If a woman came on here, and said that she was thinking of letting her boyfriend move in, and she was going to put him on her mortgage, we would all be screaming Noooooo!!

Thats really cherry picking one tiny part of this situation and nowhere has this man said he’s considering putting her on the mortgage anyway.

Maplelady · 18/02/2024 09:52

is flatly refusing to let me see bills for utilities to work out the fair figures stating that if I have any record of these then I would have a claim to his property

That’s quite a weird thing to say and legally incorrect. She won’t have a claim to the property unless they get married. Things might be different if she paid for a new kitchen or extension or something like that. His lack of transparency is the problem here. He might say that half of the bills comes to £400 but I’d like you to pay £600 and then she can make an informed choice either way (bearing in mind private rental, plus bills would cost way more than this).

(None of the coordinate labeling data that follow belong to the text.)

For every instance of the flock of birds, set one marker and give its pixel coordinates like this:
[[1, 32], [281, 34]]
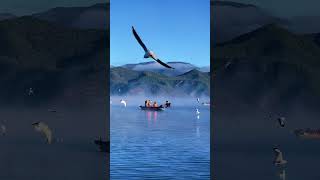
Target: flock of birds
[[40, 126]]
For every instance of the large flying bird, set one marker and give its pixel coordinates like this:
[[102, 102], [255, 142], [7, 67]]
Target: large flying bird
[[148, 53]]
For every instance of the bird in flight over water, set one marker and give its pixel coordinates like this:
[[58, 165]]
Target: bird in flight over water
[[148, 53]]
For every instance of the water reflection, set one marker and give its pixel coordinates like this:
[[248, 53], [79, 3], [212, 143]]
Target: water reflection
[[282, 174], [198, 131], [152, 116], [155, 116]]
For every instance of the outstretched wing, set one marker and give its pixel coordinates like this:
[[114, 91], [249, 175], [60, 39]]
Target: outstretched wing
[[164, 64], [139, 40]]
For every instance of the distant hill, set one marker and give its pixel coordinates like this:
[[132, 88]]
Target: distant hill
[[54, 60], [4, 16], [92, 17], [269, 67], [230, 19], [124, 81], [152, 66]]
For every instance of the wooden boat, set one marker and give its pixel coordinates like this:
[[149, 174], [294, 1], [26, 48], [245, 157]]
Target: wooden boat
[[152, 108]]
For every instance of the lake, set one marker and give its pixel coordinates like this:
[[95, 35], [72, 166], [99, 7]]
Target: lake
[[244, 142], [173, 144]]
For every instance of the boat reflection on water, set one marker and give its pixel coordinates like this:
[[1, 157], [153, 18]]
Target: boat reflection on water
[[152, 116]]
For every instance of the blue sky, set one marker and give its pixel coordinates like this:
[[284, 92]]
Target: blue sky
[[176, 30]]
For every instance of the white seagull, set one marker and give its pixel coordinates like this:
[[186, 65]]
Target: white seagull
[[278, 160], [123, 102], [148, 53], [281, 121]]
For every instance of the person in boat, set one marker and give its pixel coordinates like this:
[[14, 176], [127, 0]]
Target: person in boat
[[148, 103], [167, 104], [155, 104]]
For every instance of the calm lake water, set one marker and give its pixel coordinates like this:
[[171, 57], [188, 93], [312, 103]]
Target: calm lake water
[[173, 144], [243, 147]]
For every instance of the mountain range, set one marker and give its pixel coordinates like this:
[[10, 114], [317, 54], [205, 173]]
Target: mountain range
[[54, 60], [92, 17], [230, 19], [270, 67], [124, 81], [152, 66]]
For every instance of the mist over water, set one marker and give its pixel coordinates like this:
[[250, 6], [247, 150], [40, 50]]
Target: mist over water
[[244, 139], [175, 101], [170, 144], [25, 154]]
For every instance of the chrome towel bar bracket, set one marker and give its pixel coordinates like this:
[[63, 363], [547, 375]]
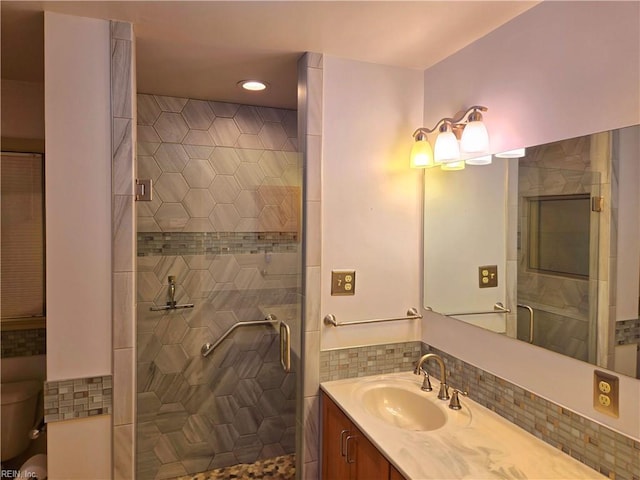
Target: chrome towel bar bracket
[[330, 319]]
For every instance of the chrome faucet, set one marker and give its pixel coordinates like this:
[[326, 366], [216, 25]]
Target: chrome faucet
[[443, 394]]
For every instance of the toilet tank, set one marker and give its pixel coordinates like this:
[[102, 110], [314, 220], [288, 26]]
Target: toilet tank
[[18, 411]]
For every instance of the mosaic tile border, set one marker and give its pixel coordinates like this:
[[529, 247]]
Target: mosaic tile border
[[78, 398], [23, 343], [201, 243], [369, 360], [628, 332], [612, 454]]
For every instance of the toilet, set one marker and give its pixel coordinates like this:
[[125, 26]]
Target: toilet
[[19, 402]]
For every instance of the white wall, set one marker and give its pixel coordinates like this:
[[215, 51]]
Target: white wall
[[628, 248], [371, 200], [78, 225], [470, 206], [561, 69], [22, 109]]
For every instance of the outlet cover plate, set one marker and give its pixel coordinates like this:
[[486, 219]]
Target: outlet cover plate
[[606, 393], [343, 282]]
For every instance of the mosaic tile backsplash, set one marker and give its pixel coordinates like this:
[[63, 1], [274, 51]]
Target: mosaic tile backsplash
[[614, 455], [369, 360], [78, 398], [23, 343]]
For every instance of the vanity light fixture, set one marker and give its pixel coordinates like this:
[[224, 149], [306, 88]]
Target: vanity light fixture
[[517, 153], [421, 152], [466, 134], [252, 85], [483, 160]]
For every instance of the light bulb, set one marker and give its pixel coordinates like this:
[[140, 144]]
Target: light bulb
[[421, 154], [446, 148], [475, 138], [253, 85]]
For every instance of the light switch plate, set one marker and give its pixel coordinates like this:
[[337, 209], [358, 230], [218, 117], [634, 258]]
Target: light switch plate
[[488, 276], [343, 282]]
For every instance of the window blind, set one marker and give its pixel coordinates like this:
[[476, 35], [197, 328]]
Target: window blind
[[22, 236]]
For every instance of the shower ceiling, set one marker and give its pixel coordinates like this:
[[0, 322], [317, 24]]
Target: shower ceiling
[[202, 49]]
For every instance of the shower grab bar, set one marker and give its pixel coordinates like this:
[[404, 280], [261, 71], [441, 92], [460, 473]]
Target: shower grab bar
[[330, 319], [498, 307], [171, 306], [207, 348], [285, 347], [522, 305]]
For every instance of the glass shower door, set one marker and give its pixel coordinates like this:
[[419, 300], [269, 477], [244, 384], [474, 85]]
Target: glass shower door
[[218, 245], [558, 248]]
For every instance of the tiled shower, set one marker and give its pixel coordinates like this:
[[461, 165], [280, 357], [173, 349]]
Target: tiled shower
[[224, 221]]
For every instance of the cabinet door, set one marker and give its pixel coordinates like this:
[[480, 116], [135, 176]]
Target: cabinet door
[[335, 429], [369, 463]]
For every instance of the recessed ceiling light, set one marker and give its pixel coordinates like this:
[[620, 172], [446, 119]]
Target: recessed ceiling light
[[253, 85]]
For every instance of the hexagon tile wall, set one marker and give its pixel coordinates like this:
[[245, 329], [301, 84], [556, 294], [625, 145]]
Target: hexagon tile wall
[[225, 221]]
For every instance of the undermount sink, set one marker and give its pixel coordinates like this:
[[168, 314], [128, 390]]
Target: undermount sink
[[403, 408]]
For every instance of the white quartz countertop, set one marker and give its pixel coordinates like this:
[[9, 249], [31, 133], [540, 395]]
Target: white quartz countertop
[[475, 443]]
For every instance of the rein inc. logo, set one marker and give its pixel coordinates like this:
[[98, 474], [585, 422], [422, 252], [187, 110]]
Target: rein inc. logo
[[17, 474]]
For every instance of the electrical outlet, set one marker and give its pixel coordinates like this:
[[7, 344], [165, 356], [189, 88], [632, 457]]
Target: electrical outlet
[[605, 393], [343, 282], [488, 276]]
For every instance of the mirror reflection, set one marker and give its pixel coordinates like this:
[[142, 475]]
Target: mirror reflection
[[561, 226]]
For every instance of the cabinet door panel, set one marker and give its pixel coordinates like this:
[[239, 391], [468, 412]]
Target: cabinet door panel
[[369, 462], [335, 427]]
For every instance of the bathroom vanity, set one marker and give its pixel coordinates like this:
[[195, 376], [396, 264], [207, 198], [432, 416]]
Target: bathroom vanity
[[385, 427]]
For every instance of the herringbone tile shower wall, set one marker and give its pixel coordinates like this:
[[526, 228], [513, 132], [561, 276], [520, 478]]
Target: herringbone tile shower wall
[[225, 222]]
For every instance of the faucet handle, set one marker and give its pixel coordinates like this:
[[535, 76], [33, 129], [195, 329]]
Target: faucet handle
[[454, 403], [426, 383]]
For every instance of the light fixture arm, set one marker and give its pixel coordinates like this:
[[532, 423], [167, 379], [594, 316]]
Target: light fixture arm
[[474, 111]]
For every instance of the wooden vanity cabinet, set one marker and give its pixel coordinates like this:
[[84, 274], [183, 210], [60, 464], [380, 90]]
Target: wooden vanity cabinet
[[346, 453]]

jelliebelly · 18/02/2024 09:54

this absolutely this

Mirabai · 18/02/2024 09:55

If you’re paying half his mortgage you could claim a beneficial interest in his property in the long run so he’s an idiot as well as a miser.

He’s clearly moved you in to pay his mortgage, are you also doing his housekeeping? What’s in this for you?

jelliebelly · 18/02/2024 09:56

VimtoEverywhere · 18/02/2024 09:16

He won't show you the bills that you are paying, he's paying less than you and you're paying his mortgage. He's using you. I'd be moving out asap personally.

This absolutely this

Loloj · 18/02/2024 09:58

You will really struggle to make any claim on the house unless you have paid money directly into the mortgage account.

if you are going to pay money towards the mortgage then ask for the mortgage account details for you to pay into - then there is a direct paper trail.

Xis · 18/02/2024 09:58

What legal rights does lodging confer, Naunet? As far as I am aware, when you live with someone in their own home, they can ask you to leave at any time, for any reason, unless the two of you agree different terms.